There was more to the story, too, when Labor’s Jim Chalmers claimed company profits were growing faster than wages.
And new Labor MP Ged Kearney tripped up when she repeated the fanciful claim that 700,000 workers had their penalty rates cut. We debunked this one in 2017, so it qualifies for “zombie” status (reserved for claims that just won’t die).
Checking the independents
The micro-parties and independents didn’t escape scrutiny either.
We found Victorian MP Cathy McGowan had jumped the gun when she claimed the Coalition had been unable to reach its target for gender parity on government boards.
Responding to the speech, Liberal MP Tim Wilson shed some light on Australia’s immigration history, though to say Harold Holt abolished the White Australia Policy was simplistic.
And Pauline Hanson weighed into the refugee debate claiming asylum seekers on Nauru were not genuine refugees. On that one, we found her to be wrong.
The state elections
We’re all warmed up for next year’s federal poll, having covered three state elections in 2018.
The pokies came under heavy fire in Tasmania, and when the state’s Treasurer jumped to their defence, he was wrong to say removing them from pubs and clubs would cost thousands of jobs.

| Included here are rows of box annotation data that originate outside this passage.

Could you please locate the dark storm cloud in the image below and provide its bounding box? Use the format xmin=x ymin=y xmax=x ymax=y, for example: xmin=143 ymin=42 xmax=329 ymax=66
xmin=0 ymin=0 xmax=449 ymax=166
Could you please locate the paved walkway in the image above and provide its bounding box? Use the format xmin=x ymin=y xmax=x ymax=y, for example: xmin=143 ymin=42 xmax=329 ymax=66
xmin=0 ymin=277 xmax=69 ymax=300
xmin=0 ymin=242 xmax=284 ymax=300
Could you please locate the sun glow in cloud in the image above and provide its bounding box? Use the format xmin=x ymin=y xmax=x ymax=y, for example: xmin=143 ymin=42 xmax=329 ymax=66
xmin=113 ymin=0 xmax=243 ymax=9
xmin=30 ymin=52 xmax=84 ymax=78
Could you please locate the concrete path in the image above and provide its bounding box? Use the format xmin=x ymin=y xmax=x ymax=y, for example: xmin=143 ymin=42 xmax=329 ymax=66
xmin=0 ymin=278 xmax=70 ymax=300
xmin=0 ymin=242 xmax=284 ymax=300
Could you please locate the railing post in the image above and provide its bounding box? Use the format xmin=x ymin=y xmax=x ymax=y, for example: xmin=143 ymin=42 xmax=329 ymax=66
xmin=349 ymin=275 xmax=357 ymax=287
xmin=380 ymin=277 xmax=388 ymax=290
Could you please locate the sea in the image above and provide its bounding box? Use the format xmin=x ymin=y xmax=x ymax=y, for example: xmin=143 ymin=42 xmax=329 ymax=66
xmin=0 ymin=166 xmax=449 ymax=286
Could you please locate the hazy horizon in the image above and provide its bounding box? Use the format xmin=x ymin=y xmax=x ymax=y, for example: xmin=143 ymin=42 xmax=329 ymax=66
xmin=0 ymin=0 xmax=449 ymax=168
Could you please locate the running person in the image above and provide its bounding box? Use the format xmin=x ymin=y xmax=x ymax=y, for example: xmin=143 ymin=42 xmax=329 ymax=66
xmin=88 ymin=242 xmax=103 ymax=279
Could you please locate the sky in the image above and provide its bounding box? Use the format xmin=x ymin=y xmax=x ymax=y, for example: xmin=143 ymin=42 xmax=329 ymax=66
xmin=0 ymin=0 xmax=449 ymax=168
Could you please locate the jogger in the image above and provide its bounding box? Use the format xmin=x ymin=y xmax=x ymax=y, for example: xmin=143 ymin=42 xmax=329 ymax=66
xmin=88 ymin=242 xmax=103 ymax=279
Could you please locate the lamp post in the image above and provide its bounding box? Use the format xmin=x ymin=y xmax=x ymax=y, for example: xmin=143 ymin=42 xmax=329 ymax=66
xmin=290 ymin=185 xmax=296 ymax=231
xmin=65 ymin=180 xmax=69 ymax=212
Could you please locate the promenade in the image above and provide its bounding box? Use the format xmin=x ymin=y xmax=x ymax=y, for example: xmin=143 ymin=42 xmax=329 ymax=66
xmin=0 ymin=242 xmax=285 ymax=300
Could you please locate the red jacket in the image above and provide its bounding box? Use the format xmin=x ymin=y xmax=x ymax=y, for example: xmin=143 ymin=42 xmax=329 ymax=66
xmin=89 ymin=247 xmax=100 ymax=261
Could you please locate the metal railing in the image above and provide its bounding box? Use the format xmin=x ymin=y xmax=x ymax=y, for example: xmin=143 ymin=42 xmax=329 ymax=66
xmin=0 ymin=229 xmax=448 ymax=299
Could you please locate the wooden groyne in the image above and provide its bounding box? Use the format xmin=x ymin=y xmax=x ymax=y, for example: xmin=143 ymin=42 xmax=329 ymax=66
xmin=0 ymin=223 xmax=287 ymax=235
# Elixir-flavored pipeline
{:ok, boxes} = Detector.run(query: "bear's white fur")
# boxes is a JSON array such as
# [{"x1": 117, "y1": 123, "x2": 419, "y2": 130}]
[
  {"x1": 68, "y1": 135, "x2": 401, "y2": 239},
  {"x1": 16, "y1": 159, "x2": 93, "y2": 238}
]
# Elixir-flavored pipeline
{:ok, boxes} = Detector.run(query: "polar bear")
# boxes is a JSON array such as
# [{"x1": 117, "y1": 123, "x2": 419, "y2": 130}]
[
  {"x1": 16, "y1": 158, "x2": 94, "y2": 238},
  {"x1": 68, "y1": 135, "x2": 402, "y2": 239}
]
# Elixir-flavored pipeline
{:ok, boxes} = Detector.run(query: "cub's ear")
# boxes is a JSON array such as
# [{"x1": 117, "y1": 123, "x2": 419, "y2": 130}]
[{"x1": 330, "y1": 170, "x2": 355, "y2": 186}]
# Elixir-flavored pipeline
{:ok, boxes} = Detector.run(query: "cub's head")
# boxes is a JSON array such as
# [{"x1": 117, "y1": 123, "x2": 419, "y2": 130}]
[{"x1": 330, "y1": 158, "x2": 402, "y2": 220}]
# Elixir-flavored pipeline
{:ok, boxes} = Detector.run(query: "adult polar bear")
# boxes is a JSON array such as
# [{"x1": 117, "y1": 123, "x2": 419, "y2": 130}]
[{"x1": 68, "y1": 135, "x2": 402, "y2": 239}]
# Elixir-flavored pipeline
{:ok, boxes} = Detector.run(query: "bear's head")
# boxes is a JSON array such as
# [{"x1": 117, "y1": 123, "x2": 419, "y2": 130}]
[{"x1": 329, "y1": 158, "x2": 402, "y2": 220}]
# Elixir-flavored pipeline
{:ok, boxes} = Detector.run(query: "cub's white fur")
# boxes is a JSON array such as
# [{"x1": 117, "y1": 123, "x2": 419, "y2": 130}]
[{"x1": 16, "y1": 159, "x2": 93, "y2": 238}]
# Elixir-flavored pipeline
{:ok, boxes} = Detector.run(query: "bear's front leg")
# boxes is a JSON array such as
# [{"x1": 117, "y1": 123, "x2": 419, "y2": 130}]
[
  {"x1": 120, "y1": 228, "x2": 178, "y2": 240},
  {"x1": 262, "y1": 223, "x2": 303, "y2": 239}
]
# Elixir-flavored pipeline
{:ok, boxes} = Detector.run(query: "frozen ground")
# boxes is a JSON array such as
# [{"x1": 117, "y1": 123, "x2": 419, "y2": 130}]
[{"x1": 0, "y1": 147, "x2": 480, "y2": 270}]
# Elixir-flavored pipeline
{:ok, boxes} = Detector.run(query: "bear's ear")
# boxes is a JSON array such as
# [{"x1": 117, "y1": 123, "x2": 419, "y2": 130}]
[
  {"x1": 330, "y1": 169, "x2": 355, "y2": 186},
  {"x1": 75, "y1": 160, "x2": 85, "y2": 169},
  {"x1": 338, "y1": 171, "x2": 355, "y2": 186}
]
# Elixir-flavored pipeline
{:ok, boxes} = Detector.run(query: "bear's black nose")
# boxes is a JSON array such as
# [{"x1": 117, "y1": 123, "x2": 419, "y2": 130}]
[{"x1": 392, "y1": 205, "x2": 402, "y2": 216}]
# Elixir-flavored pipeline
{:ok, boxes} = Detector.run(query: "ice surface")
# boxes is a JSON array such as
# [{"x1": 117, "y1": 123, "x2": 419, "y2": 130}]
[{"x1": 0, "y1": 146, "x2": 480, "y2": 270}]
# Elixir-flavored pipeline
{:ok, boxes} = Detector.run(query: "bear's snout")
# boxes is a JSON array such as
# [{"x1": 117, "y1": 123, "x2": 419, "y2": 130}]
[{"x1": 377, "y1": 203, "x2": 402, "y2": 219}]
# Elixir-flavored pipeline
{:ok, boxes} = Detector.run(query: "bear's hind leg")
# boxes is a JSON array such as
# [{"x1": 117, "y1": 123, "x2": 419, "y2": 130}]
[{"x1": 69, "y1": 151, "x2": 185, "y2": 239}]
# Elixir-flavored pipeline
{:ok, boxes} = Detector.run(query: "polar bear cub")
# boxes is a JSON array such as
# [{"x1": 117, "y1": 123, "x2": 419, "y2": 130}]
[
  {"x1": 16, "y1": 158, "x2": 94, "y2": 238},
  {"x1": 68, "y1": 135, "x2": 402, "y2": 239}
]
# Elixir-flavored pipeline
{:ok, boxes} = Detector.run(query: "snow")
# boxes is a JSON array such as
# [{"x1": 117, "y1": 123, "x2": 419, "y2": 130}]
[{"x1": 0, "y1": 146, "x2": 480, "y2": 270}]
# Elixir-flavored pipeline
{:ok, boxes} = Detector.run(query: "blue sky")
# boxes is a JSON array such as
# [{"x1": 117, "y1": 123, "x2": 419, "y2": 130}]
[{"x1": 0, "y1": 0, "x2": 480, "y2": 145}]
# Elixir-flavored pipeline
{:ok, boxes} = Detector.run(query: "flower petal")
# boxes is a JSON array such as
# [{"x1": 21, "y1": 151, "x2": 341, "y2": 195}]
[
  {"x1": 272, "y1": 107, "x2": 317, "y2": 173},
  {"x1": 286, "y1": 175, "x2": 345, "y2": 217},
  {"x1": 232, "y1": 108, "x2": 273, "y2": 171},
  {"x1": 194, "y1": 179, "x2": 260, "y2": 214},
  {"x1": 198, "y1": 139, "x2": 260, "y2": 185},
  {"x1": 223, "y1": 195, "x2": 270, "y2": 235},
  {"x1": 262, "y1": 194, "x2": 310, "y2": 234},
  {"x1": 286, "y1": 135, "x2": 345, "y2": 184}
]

Law and order dominated Victoria’s headlines for much of the year. But were robberies, burglaries and assaults all up under Labor? Yes, but by less than the Opposition claimed.
And in South Australia, Nick Xenophon highlighted the state’s brain drain: the number of young people there really had dropped to its lowest point in 36 years.
Beyond the bubble
We didn’t just probe political claims this year — plenty arose outside the Canberra bubble too.
Dusting off the history books, Fact Check busted the myth that Indigenous Australians were once classified under a flora and fauna act.
Meanwhile, the oft-repeated claim that two-thirds of Australia’s food production relies on bee pollination was overstated.
ACTU secretary Sally McManus gave a faithful account of the Pope’s stance on wage theft and eternal damnation.
As the population debate gathered steam, businessman Dick Smith claimed, incorrectly, that Australia had the fastest population growth in the developed world.
And is obesity on the rise while sugar consumption is down? That argument from Coca-Cola Amatil turned out to be spin.
That’s a wrap for us! Fact Check will be back in 2019, set for the election and ready to tackle the big questions.